The percentage of IL can range significantly, though, between 15% and as high as 50%, depending on the total number of units. DeLuca also concedes that assisted living and memory care have been challenged by new supply more than independent living, but notes that the most recent industry statistics show IL occupancy beginning to soften.

HRA is more bullish on independent living, considering that new competition is fierce in assisted living and memory care, and there’s a lot of IL out there that is 10 to 15 years old, Hanson said. This is because AL and memory care fared better during the Great Recession, being needs-based products, and investors took note. So, capital flowed into assisted living and memory care as the economy rebounded, but less has gone to independent living, creating pent-up demand for new offerings in this space.

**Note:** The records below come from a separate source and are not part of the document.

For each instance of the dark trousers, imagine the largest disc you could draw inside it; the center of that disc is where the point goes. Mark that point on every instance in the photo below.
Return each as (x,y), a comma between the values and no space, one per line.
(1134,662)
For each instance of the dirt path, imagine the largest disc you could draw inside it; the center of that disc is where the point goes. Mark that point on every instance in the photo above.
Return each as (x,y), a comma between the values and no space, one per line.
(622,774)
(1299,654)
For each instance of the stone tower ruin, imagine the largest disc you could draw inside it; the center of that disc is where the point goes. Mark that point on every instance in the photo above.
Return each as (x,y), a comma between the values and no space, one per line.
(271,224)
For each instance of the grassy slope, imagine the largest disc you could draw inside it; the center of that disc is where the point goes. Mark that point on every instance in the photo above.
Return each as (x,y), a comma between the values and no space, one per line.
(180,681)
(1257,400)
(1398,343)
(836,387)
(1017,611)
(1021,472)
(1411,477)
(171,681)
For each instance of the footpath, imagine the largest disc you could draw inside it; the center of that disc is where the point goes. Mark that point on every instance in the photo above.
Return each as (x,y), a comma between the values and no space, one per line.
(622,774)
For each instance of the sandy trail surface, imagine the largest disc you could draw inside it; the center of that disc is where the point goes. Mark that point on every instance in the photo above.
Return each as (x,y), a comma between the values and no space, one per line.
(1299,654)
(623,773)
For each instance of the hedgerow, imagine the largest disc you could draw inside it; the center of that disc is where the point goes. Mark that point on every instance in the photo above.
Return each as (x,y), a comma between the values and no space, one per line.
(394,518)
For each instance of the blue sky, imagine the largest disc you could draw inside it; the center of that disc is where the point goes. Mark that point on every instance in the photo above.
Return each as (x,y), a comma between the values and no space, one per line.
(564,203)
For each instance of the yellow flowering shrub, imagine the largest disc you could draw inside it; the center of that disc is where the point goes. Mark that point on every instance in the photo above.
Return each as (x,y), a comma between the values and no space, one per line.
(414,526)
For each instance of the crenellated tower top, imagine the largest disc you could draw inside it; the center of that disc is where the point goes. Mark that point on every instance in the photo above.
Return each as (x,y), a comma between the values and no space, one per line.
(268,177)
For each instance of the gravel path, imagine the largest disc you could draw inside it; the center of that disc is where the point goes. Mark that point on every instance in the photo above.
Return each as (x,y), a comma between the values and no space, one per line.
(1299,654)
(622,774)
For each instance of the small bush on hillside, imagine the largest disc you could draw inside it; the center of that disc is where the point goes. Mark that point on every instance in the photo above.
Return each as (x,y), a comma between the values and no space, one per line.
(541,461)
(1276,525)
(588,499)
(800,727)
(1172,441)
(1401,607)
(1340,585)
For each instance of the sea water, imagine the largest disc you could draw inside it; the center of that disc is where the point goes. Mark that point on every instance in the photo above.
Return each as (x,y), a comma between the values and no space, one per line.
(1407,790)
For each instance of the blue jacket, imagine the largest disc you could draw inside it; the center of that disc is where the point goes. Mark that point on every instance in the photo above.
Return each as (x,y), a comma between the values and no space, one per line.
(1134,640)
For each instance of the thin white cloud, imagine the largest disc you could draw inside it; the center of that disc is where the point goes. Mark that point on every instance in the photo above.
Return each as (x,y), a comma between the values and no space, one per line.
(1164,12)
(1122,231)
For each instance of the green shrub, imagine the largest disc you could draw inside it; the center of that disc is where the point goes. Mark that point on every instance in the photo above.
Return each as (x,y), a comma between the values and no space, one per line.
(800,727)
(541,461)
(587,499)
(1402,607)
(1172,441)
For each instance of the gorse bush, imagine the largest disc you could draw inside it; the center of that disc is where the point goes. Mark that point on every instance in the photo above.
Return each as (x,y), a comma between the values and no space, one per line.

“Any new [independent living] inventory is leasing up quickly, at unprecedented rates, for each of our markets,” Hanson said.

Still, HRA does not build standalone independent living, but embeds it in a continuum with assisted living and memory care attached. Perhaps 40% of the time, IL will be added to the mix, Hanson estimated, and that’s following “a tremendous amount of due diligence.”

HarborChase at The Park Cities does not have any independent living, for instance. However, HRA is preparing to open a new community in the Orlando area that is 100% pre-leased in IL, Hanson noted.

She also concedes that drawing independent living residents can be tricky, for the reasons DeLuca cited. Still, there are many factors that prompt people to move into independent living, and it too is a needs-based offering to some extent, she emphasized.

“People looking to move into IL may have recently lost a spouse and are not interested in living alone in a big private home, or they’re looking for social engagement, or they’ve lost or chosen to give up their driver’s license,” she said. “But you’ve got to build to the demands of the market.”